Haas made his fortune after founding what has become one of the world's largest machine tool manufacturing companies, Haas Automation. But in 2002 he decided to form a new NASCAR team, which he named Haas CNC Racing.
Most people who start NASCAR teams get their feet wet in the Nationwide or Camping World Truck series. Haas decided to take the plunge straight into the Sprint Cup pool.
"I never really seem to get things right," Haas said at Lowe's Motor Speedway on Thursday, "so I just decided, what the heck, we'll just go for the Cup team."
That turned out to be a mistake. His drivers never did win a race and he struggled to gain acceptance in the NASCAR garage, where people are used to seeing new teams launched with much fanfare only to crash and burn.
"It seems like in NASCAR it takes five years before the people in the garage will even really accept you," he said. "It's almost like you don't really exist until you've been here for a few years and people get to know you and understand that you might survive. Obviously the teams that disappear, we forget about quickly. But it really does take a lot of tenacity and money and time and effort just to survive in this competitive racing."

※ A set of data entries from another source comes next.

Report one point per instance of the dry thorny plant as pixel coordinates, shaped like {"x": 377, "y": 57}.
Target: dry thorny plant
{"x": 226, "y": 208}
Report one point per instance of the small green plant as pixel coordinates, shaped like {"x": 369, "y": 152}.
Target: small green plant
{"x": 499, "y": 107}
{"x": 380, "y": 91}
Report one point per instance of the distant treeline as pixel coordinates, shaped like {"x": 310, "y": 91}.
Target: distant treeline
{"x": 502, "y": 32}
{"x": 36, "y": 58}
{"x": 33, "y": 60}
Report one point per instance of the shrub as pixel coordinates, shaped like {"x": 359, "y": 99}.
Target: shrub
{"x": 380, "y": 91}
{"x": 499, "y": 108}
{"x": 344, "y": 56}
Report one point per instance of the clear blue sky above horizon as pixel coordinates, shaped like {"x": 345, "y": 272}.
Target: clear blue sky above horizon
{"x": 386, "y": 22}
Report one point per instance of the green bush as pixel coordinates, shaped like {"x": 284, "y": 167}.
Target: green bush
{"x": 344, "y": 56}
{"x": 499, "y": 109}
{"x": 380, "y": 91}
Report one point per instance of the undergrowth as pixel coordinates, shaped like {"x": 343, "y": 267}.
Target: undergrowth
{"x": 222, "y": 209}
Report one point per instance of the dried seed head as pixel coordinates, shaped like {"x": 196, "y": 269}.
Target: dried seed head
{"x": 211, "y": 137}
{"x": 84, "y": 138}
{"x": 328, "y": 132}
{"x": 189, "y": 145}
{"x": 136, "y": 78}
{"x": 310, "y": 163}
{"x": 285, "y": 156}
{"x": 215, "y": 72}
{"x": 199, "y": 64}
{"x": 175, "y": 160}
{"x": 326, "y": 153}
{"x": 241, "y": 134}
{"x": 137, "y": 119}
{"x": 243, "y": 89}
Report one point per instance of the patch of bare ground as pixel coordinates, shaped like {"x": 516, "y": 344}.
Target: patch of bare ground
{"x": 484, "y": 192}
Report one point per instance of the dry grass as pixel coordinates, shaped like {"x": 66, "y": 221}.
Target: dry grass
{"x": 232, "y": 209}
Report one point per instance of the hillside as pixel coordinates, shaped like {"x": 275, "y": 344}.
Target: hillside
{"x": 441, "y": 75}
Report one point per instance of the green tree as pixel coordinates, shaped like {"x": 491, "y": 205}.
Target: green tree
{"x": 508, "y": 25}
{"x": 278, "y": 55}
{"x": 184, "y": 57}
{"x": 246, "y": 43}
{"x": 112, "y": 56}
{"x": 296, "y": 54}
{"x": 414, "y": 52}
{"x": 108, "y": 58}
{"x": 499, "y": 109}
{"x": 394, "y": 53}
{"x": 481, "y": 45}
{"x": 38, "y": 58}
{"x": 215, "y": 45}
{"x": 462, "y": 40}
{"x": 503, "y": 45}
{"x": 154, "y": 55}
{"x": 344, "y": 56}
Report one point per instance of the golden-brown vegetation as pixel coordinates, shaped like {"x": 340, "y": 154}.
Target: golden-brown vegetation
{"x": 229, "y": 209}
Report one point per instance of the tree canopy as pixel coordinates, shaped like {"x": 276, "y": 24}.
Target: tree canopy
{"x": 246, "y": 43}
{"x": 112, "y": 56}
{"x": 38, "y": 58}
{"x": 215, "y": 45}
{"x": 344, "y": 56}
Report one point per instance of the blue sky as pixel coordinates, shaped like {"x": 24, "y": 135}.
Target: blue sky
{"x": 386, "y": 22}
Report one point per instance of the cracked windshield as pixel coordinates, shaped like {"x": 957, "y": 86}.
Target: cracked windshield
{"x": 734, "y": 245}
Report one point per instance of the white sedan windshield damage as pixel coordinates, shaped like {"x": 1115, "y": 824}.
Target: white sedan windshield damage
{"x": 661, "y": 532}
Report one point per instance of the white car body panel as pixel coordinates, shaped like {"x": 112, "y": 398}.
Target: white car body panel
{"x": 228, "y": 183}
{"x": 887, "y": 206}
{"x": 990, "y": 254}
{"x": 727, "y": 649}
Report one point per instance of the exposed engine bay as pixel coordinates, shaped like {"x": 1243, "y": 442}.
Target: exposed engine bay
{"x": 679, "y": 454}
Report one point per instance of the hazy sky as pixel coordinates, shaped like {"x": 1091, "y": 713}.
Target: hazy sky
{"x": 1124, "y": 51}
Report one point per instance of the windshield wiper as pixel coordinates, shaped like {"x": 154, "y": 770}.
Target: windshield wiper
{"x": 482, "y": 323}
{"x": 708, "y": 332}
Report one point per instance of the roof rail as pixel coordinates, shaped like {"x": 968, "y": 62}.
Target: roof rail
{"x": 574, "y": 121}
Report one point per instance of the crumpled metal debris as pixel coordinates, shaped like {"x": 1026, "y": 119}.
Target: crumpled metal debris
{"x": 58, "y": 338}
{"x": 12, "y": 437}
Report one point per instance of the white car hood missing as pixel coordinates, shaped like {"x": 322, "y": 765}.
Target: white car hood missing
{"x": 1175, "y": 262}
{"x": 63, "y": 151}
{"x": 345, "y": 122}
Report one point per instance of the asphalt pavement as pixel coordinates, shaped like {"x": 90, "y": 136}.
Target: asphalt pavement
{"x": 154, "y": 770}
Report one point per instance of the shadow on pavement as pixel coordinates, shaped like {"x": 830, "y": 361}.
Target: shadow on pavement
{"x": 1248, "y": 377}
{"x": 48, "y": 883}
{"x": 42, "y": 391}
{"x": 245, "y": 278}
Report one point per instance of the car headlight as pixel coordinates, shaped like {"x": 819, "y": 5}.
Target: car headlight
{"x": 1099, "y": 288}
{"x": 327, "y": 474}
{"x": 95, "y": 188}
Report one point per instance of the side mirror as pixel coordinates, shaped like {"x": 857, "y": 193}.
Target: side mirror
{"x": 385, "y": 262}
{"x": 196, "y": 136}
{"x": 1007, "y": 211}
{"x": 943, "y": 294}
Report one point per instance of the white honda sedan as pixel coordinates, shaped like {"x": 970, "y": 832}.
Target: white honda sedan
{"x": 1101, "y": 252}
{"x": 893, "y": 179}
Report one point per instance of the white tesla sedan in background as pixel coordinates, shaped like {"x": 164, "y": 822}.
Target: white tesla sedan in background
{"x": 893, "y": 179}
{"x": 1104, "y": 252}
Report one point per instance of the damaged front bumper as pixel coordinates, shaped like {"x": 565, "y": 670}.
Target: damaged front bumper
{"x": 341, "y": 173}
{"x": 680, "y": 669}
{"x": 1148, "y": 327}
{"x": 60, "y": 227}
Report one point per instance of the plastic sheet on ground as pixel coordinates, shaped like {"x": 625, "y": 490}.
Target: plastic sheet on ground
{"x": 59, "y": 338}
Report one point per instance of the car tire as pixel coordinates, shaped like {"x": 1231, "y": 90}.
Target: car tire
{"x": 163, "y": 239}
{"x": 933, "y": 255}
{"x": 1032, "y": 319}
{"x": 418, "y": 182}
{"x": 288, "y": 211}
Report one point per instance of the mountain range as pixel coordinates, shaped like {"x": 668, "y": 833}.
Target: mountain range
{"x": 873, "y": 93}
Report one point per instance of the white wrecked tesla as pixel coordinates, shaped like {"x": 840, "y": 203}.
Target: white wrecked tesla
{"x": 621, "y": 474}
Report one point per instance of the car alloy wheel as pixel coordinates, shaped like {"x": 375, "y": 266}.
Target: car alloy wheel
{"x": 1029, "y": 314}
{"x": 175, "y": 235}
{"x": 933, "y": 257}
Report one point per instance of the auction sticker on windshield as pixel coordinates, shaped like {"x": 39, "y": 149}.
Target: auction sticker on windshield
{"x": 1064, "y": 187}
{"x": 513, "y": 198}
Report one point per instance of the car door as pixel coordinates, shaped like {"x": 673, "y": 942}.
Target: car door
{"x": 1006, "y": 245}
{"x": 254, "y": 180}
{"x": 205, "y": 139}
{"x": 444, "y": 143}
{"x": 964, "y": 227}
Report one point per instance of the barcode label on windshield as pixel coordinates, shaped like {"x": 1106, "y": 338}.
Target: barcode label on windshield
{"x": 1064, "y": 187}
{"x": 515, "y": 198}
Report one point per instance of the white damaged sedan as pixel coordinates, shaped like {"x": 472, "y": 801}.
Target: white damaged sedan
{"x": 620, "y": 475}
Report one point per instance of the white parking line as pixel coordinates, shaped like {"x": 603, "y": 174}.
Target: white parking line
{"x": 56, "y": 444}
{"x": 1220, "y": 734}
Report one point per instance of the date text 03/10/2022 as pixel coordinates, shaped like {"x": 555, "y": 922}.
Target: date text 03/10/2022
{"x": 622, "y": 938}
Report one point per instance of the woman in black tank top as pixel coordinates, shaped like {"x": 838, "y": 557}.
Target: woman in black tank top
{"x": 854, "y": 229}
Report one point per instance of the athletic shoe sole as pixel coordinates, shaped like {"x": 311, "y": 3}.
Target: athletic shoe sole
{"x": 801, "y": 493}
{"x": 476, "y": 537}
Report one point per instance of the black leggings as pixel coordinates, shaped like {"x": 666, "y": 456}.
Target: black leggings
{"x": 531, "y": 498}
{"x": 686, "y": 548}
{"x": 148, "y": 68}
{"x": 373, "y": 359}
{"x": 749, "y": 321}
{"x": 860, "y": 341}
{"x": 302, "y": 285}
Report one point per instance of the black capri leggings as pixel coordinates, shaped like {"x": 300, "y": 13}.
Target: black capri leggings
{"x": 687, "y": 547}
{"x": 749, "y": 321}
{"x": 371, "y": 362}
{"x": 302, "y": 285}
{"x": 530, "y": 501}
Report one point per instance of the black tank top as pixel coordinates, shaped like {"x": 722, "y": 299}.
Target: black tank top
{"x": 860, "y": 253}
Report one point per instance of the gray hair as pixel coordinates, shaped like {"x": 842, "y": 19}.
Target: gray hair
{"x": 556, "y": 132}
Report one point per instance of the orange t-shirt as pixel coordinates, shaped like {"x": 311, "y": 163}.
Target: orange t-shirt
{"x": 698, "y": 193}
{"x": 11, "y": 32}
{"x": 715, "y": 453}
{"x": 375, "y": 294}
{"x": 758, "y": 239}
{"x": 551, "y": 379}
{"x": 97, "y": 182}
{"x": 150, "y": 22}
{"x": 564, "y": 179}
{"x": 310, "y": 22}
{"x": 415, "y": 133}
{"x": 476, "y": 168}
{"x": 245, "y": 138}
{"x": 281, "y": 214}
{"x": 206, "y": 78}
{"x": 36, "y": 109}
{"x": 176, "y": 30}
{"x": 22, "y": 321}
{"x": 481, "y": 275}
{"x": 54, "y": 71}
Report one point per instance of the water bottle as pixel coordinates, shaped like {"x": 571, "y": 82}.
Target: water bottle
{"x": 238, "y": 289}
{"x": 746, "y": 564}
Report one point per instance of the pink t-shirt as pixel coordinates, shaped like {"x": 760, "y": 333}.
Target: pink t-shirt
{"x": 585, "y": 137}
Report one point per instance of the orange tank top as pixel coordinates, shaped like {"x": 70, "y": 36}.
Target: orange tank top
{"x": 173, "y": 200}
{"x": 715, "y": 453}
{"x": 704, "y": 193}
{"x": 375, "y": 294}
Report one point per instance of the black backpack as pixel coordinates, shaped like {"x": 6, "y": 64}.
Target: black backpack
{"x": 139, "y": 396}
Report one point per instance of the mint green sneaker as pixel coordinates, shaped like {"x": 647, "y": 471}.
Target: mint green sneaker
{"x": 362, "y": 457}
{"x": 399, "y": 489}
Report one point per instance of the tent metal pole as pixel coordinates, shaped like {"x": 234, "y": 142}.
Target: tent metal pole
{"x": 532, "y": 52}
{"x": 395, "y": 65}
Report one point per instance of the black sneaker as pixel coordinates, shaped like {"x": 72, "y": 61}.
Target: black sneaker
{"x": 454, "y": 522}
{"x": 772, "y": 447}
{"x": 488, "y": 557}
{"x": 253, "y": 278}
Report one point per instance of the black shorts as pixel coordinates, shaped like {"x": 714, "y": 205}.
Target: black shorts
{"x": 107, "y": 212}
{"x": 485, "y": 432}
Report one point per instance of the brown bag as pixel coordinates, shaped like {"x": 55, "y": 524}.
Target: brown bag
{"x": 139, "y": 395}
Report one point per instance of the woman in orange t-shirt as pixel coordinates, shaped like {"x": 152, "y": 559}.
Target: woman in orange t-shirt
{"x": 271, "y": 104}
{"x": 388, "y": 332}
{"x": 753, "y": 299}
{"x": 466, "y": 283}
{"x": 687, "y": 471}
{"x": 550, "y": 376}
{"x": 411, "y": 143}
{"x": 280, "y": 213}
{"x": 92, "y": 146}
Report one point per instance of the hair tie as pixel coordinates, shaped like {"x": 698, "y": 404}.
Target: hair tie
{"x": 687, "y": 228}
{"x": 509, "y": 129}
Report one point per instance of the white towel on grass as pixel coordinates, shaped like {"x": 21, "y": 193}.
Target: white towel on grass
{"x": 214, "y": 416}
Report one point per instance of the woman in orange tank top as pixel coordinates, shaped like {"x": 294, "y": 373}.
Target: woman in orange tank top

Three years ago it seemed like Haas' racing team might be one of those that just disappears. He was arrested by IRS agents and charged with tax evasion. He eventually pleaded guilty and in January 2008 he entered a minimum-security federal prison in Lompoc, Calif., to serve a two-year sentence.
That summer Joe Custer, who was running the team in Haas' absence, approached him with the idea of doing something dramatic to turn things around -- calling a Hail Mary play by bringing in Tony Stewart as co-owner of the team.
"We needed to do something in a big way," Haas said. "I kind of told Joe that I don't need to be coming to these races to be running 35th in points. So I told him either we make a change or we turn the place into a truck stop. It wasn't fun to go to the races and lose all the time."
Last November, about the time Stewart was transitioning from Joe Gibbs Racing to the new Stewart-Haas team, Haas was transferred from prison to a halfway house. Two weeks ago he was released.
It was just in time to see Stewart deliver the first victory in the team's history in the All-Star race at Lowe's. And by Thursday Haas was celebrating the team's first-ever pole, delivered by Ryan Newman.
For Haas it's a way to begin to put past mistakes behind him and move on with his life.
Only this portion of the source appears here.